Desa Sedangharjo, Kecamatan Brondong, merupakan desa di pantura Lamongan yang belum kemasukan industri. Virus bertani yang terus ditularkan Mat Iskan membuat warga lebih senang tetap memanfaatkan lahannya daripada dijual ke pemilik modal industri.
ditulis oleh : BACHTIAR FEBRIANTO, Lamongan
Pantura Lamongan dikenal sebagai kawasan yang gersang dan panas.

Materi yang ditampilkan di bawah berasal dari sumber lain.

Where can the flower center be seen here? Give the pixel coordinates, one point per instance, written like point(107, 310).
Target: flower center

Di tangan Mat Iskan, kawasan tersebut mampu diubah menjadi kawasan pertanian yang produktif.
Pria 53 tahun itu tampil beda dengan inovasinya. Saat petani lain sibuk menanam padi, dia memilih menanam melon.
Buah yang ditanam itu juga tidak sembarangan. Mat Iskan memilih melon jenis Apollo golden yang biasa dijual di supermarket dengan harga mahal.

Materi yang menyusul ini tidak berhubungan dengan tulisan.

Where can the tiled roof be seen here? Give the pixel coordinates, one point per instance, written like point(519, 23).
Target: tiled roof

Ketika petani di kawasan lain sambat merugi karena harga padi jeblok, Mat Iskan justru menikmati keuntungan melimpah.
Dia mengantongi uang Rp 76 juta untuk hasil panen per hektare dengan masa tanam hanya dua bulan. Keuntungan itu mencapai 50 persen.
Dalam satu hektare, populasinya ada sekitar 16 ribu tanaman dan produksinya 20 - 23 ton. Biaya tanamnya sekitar Rp 94 juta.
Namun, hasilnya sekitar Rp 170 juta. Itu dengan perhitungan harga jual melon Rp 10 ribu hingga Rp 11 ribu per kilogram (kg).
‘’Sejak 1970 petani sangat tergantung kepada pupuk kimia, yang dalam jangka pendek bisa menyuburkan tanaman, tapi dalam jangka panjang justru membuat tanah menjadi tidak subur,’’ tuturnya.
Mat Iskan memilih meningkatkan bahan organik tanah dengan memerbanyak kompos yang sudah matang serta mengurangi pupuk kimia dan pestisida kimia. Inovasi bapak tiga anak tersebut tidak berhenti di situ.
Kawasan pantura yang gersang, berhasil direkayasa menjadi lahan produktif dengan menciptakan irigasi sistem tetes.
Sistem irigasi itu cukup efektif dan efisien melakukan pembasahan tanaman dengan jumlah air yang minimalis. Penghematan airnya mencapai hingga 60 persen.
Sistem irigasi tersebut sangat ideal diterapkan di kawasan pantura yang panas dan minim air tawar.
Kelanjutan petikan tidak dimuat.